When asked if he thought his formal training helped him when it came to performing comedy on stage, he said “I don’t know what I got from it, but I got a lot of time to do what I wanted to do.” When asked about some of the qualifications and comedy schools now available he admitted that “I’m no certain how much of them do any good… you still end up having to cut your teeth.”

His vaudevillian style was born from an interest in the sideshow and Jim Rose Freak Shows. He went from glitzy Las Vegas Juggling routines to this darker style. “I wanted to be with the cool kids doing the darker dirtier stuff”. However after the success of ‘Dance Monkey Dance,’ Sam grew tired of feeling like a performing chimp. He swapped his attention seeking clowning and for a silent, goggled eyes mime. The ‘Boy’ was born. However old habits die hard. “I ruined it by taking to the front row. Within the first minute or thirty seconds or so I had that panic, and went back to the old ‘Hey how you doing’”.  The tape was just a simple way of Sam keeping the gabble internal. It was a stroke of genius

‘Boy With Tape On His Face’ has won the Chortle’s Breakthrough Act 2011, the NZ Comedy Guild’s Kevin Smith Artistic Achievement, and was nominated for Best Newcomer at the Edinburgh Fringe Festival 2010. The mixture of an absolute control of the crowd without speaking a word, as well as performing comedy which is unlike anything one on the circuit at the moment has won him this acclaim.

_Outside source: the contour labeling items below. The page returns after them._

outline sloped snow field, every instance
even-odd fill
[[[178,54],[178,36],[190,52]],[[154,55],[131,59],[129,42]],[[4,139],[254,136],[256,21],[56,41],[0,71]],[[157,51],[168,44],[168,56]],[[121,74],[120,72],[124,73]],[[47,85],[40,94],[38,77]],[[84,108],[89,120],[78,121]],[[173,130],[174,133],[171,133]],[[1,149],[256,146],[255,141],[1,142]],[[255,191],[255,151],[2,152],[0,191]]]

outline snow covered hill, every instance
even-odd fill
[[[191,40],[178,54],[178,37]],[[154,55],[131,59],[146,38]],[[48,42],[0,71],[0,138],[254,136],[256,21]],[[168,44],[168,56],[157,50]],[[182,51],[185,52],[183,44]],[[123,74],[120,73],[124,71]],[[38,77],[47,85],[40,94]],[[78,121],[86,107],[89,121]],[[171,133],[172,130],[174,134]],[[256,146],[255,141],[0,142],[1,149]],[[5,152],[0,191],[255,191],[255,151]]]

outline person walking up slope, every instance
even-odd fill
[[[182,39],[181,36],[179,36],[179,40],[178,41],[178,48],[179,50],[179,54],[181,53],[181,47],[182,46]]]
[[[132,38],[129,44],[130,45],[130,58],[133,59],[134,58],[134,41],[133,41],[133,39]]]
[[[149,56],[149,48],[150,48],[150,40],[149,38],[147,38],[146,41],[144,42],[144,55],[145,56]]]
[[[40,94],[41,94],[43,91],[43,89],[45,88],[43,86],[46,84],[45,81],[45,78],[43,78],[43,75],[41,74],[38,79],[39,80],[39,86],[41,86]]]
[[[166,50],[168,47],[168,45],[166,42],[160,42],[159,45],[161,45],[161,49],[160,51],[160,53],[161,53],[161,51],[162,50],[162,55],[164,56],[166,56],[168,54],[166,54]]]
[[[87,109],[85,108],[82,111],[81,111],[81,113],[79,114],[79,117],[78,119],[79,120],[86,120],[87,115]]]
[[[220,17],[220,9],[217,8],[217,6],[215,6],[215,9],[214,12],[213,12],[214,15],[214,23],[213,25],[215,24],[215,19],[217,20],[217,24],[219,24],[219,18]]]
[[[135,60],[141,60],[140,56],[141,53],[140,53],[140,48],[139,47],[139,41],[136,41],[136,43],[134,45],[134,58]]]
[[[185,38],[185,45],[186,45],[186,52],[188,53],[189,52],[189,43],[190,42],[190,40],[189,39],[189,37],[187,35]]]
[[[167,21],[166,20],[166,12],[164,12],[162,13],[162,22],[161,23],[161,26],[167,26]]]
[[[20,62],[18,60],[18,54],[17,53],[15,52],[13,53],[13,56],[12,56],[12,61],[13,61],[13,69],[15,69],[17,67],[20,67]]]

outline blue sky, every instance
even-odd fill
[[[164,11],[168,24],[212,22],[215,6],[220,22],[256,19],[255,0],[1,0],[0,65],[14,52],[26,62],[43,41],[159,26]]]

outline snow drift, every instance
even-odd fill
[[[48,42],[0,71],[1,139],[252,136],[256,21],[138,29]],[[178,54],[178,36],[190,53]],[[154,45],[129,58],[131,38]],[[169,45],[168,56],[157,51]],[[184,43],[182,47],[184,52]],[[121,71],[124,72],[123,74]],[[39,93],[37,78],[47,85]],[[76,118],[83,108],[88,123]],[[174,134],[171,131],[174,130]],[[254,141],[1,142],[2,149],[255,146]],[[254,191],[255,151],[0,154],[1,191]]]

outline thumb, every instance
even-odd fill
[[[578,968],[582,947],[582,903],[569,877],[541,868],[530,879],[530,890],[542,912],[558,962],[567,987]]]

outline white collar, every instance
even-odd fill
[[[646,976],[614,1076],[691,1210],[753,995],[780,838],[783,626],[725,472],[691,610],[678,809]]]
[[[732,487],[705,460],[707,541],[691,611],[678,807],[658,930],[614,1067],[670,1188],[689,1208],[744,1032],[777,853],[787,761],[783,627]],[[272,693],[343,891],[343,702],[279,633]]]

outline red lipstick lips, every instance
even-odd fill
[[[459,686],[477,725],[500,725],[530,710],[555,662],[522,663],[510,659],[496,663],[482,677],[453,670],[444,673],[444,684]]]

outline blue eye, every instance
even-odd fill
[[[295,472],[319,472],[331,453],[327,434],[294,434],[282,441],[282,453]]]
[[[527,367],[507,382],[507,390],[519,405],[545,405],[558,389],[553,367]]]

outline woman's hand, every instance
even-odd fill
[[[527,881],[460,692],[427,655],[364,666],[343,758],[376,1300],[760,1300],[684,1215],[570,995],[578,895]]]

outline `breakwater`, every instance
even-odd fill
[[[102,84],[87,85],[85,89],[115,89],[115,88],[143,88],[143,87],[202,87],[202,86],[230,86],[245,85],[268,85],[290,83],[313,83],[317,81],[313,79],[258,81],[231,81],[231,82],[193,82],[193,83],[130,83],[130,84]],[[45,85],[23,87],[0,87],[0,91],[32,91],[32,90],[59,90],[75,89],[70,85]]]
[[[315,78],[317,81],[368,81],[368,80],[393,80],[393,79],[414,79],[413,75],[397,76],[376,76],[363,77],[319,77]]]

He has taken his strip of black tape all over the world, but he has also performed in York several times, always appearing at the Basement at York’s City Screen. He appeared as the headline act at this week’s Hyena Lounge. He went down a storm with the audience. The turned the uses of the audience into an art form. When you dress a man in waders, shirt, florescent jacket and hard hat, walk off stage and play Tommy Jones’s “You Can Leave Your Hat On,” and he willing strips, no not willingly, enthusiastically, the you know have created something special. I won’t go into too much detail about the actual performance, as have the job of the dumb show is not know what is coming. I will say that the genius behind his silence is that the audience read what they want into his facial expressions.

I asked Sam how he felt about performing in York. “It’s nice. It closes early,” Was his immediate reaction. He recalls most vividly a show he did during one of York famous floods.  “Nothing more terrifying than doing a comedy show and seeing a wave lapping at the window.”

The skill Sam exhibits as a mime is often read into as assign of some great Drama School training. When I posed him the question, he laughed and said “That would probably ruin me. That kind of training would completely break the characters and make it the biggest pile of art wank ever.” Already suspecting I knew the answer I asked him if his comedy had any underlying message, or he had a motivation when devising his set, like Simon Amstell striving to convey the truth, or like Bill Hicks trying to change the way we think. Once again, he laughed, shook his head. He said that there were too many messages. He either wants to forget thing, ignore things or just switch off. There is enough content being spilled out into the world. He summarised his stance on comedy succinctly.“Just be funny for fuck sake.”